Steinbrück hatte am Freitag in Brüssel seine Bereitschaft zu einem baldigen Treffen mit Merz signalisiert. Wenn Steinbrück glaube, dass er mit seinen Anwürfen etwas herausholen könne, täusche er sich gewaltig, so Merz. "Wenn er mich treffen möchte, bin ich dazu bereit. Bisher habe ich jedoch keinen Anruf erhalten", sagte Merz. "Wenn Deutschland etwas von uns will, dann erwarte ich, dass man sich meldet."

Für Beobachter kommt das einem harten Protest gegen Steinbrück gleich, der den Schweizer Bundesrat zuletzt als "aufgescheuchte Indianer" bezeichnet hatte. Beim Treffen der G20-Finanzminister hatte er dem Vernehmen nach gesagt, die Schwarze Liste von Steueroasen sei "die siebte Kavallerie in Fort Yuma, die man auch ausreiten lassen kann". Sie müsse aber nicht unbedingt ausrücken: "Die Indianer müssen nur wissen, dass es sie gibt."
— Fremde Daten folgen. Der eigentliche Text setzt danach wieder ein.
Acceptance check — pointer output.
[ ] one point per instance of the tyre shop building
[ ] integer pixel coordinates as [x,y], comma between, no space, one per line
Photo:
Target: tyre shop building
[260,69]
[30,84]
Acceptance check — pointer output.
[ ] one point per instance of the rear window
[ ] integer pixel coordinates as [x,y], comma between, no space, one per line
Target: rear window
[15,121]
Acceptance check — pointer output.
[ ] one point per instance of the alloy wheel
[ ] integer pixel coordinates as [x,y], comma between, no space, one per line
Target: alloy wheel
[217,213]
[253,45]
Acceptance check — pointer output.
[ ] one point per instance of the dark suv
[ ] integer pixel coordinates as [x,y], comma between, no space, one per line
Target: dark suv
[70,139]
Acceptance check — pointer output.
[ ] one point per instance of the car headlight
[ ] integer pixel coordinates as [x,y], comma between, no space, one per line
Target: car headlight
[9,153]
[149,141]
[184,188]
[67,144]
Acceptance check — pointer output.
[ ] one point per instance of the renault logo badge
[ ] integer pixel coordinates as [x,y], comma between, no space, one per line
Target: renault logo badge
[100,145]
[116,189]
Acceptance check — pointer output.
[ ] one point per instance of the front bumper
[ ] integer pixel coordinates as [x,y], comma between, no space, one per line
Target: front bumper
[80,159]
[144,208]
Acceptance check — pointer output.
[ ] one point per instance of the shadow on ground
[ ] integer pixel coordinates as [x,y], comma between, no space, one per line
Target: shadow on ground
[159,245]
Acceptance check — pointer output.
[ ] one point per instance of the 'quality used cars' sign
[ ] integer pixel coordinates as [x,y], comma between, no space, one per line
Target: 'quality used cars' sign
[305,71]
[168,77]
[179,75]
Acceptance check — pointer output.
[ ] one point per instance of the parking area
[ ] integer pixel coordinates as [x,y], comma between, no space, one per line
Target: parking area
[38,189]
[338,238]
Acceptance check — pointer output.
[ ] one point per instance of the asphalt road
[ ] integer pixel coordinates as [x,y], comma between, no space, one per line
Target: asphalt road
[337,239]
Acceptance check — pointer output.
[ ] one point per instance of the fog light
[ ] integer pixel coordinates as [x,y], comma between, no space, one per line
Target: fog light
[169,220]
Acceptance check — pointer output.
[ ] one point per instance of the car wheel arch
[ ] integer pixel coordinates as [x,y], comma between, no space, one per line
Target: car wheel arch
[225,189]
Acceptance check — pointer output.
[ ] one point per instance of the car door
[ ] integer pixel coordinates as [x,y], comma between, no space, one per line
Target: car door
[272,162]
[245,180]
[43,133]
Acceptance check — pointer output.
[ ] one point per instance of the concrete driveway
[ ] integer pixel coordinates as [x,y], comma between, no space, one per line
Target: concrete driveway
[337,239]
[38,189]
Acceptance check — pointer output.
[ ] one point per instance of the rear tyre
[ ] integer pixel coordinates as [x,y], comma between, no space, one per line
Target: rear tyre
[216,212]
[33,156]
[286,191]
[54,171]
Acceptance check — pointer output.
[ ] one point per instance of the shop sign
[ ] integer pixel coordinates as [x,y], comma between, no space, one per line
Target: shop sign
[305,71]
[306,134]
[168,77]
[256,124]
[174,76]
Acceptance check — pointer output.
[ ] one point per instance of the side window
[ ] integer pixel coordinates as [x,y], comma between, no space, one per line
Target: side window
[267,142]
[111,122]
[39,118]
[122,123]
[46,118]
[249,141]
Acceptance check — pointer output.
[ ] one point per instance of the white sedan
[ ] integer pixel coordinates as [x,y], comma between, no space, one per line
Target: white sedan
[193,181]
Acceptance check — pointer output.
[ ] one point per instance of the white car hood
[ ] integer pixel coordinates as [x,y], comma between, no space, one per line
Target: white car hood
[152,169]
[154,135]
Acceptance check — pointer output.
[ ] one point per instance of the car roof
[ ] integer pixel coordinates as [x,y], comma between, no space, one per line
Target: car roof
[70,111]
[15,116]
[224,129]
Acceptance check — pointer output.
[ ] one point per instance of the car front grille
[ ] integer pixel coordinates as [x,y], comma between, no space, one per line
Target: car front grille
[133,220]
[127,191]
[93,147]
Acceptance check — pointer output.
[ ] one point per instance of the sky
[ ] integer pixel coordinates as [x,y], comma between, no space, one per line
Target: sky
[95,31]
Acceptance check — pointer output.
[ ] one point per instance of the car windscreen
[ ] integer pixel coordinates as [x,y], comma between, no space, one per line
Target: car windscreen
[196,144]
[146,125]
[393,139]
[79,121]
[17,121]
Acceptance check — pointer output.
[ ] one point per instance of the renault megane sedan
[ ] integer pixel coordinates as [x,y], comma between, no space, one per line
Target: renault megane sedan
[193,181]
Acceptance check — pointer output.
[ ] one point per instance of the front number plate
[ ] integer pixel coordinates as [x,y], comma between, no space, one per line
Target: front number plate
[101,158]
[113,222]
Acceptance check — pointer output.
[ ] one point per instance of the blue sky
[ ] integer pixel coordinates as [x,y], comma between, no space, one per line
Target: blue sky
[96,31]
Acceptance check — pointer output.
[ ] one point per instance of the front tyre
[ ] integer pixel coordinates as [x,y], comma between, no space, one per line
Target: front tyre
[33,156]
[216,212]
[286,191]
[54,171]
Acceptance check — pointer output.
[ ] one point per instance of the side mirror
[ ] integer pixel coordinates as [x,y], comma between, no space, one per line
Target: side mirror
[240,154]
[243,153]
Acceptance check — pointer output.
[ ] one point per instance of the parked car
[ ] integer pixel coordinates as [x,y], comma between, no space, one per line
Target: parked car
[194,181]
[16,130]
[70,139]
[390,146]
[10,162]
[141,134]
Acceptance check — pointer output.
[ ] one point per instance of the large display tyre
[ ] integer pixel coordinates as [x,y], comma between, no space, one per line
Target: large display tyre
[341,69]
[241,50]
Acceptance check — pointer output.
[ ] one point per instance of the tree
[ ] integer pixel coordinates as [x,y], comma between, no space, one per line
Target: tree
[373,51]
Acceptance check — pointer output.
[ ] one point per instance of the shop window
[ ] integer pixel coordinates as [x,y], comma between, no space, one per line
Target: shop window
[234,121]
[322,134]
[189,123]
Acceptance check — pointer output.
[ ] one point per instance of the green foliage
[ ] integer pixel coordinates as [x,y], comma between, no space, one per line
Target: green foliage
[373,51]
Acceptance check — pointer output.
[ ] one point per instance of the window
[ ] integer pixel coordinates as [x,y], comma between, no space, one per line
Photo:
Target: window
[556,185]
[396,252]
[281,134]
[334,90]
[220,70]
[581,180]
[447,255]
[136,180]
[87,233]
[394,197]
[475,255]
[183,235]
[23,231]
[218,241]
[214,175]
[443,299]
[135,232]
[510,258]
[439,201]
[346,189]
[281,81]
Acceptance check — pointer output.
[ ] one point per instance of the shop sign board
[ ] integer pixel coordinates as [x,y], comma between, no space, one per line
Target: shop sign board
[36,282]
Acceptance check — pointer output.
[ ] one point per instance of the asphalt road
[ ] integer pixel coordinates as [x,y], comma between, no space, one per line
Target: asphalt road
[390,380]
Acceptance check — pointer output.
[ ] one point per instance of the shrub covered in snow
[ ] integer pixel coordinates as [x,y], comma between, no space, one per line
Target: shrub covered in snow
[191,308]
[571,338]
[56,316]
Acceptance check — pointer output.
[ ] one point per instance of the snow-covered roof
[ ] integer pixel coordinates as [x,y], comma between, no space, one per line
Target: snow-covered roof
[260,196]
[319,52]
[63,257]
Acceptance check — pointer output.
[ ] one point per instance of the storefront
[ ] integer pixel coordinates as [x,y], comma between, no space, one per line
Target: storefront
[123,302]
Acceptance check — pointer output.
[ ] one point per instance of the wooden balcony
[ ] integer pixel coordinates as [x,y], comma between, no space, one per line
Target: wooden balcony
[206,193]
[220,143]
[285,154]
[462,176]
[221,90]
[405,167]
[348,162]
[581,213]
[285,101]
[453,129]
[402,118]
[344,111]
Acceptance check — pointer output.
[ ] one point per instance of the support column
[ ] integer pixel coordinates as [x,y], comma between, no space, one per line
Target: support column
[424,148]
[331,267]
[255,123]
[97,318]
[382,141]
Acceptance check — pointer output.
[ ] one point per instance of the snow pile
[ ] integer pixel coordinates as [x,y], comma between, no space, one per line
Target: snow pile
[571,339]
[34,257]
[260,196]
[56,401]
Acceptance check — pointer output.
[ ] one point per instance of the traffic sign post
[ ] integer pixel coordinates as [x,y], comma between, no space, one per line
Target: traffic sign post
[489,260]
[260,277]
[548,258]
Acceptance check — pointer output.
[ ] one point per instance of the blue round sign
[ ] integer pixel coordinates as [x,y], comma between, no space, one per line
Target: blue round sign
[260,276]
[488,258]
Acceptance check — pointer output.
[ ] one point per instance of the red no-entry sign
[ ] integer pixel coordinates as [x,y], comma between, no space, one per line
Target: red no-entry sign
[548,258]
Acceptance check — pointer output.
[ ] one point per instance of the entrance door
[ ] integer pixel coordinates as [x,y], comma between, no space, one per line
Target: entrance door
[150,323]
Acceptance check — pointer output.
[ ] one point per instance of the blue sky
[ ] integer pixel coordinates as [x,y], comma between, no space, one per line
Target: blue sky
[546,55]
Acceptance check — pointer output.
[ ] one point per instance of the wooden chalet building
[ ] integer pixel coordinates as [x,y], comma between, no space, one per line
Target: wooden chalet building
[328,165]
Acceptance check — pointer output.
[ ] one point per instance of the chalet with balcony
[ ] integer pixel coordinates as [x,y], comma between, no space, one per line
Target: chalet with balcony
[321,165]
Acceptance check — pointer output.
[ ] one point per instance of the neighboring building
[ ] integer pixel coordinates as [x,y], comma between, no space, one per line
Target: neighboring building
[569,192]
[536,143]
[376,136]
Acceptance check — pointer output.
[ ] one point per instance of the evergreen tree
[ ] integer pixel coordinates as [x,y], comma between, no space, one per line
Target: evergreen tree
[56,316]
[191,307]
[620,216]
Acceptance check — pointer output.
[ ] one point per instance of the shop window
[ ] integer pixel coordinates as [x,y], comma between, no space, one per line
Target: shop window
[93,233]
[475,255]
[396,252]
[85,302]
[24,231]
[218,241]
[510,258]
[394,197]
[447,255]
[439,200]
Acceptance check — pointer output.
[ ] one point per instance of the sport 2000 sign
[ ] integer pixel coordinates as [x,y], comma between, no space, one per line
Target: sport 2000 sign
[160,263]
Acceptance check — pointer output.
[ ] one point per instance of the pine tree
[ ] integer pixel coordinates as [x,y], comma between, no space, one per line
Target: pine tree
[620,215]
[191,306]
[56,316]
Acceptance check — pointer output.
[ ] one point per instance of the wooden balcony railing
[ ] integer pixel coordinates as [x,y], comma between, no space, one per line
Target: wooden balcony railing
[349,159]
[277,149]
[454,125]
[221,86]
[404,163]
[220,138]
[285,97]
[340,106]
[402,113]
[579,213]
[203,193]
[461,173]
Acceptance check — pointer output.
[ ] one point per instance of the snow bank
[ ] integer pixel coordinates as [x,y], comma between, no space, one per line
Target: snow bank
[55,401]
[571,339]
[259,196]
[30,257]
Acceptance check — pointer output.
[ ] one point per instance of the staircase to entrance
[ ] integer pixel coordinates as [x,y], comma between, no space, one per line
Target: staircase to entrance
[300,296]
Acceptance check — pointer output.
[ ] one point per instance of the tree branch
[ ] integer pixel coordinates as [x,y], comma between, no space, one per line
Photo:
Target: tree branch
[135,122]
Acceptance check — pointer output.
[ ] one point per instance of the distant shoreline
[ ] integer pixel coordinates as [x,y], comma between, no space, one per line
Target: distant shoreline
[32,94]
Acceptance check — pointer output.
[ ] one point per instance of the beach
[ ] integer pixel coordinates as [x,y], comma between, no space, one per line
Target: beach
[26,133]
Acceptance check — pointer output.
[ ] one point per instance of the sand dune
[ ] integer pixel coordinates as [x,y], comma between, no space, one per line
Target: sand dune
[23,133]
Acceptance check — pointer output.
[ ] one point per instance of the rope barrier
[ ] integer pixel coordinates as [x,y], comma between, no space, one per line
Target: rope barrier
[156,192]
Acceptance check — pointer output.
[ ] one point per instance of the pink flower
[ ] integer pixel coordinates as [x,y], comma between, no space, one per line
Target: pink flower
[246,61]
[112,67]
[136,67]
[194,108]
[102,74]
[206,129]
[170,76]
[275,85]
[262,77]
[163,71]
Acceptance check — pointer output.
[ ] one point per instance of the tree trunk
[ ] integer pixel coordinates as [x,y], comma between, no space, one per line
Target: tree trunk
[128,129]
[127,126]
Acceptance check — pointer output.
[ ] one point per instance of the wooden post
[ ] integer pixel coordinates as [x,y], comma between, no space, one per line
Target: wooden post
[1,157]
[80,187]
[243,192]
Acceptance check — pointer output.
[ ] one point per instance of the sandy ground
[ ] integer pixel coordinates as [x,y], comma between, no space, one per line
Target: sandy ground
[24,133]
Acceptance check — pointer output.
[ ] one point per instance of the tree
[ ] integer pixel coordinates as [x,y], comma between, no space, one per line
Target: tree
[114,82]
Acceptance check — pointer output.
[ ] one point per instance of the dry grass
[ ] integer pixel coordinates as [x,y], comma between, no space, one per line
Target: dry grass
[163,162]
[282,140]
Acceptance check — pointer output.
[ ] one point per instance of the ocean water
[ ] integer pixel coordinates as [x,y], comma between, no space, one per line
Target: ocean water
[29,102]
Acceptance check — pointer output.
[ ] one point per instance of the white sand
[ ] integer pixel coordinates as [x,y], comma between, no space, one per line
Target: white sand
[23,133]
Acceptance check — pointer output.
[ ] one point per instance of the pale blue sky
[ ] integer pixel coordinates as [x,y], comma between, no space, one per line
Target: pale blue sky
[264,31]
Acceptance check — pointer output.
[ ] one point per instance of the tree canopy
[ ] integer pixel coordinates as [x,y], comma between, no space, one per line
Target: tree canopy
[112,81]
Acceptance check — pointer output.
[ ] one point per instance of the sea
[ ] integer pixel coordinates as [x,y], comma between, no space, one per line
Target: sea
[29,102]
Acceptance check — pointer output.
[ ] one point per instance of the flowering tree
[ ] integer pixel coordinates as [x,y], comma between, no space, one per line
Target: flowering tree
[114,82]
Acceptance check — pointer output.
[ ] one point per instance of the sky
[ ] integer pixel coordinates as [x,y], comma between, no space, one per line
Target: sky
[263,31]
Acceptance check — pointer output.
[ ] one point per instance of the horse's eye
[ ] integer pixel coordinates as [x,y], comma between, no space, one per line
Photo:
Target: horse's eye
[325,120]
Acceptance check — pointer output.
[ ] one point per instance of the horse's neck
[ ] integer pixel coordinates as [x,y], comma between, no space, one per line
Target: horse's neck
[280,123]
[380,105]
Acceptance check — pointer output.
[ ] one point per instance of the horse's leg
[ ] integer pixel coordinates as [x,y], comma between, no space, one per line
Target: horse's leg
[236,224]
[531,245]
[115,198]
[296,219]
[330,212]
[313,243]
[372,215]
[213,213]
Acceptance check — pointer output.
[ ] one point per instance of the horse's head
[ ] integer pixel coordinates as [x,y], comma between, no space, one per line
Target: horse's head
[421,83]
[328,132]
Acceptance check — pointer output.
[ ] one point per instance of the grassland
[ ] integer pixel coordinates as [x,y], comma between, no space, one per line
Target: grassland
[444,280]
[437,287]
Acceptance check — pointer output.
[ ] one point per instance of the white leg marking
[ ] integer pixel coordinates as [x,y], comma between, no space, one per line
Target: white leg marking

"Wir Havasupai hinterziehen keine Steuern"

Auch Don Watahomigie, Häuptling der Havasupai-Indianer in Arizona, sprach in einem Interview mit der Zeitung "Sonntag" über die Äußerungen Steinbrücks. "Der deutsche Politiker hat offenbar keine Ahnung, wovon er spricht." Zum Indianer-Vergleich sagte er: "Wir Havasupai hinterziehen keine Steuern, und wir helfen niemandem, das zu tun. Was der Deutsche sagt, ist eine Beleidigung mitten ins Gesicht der Ureinwohner Amerikas."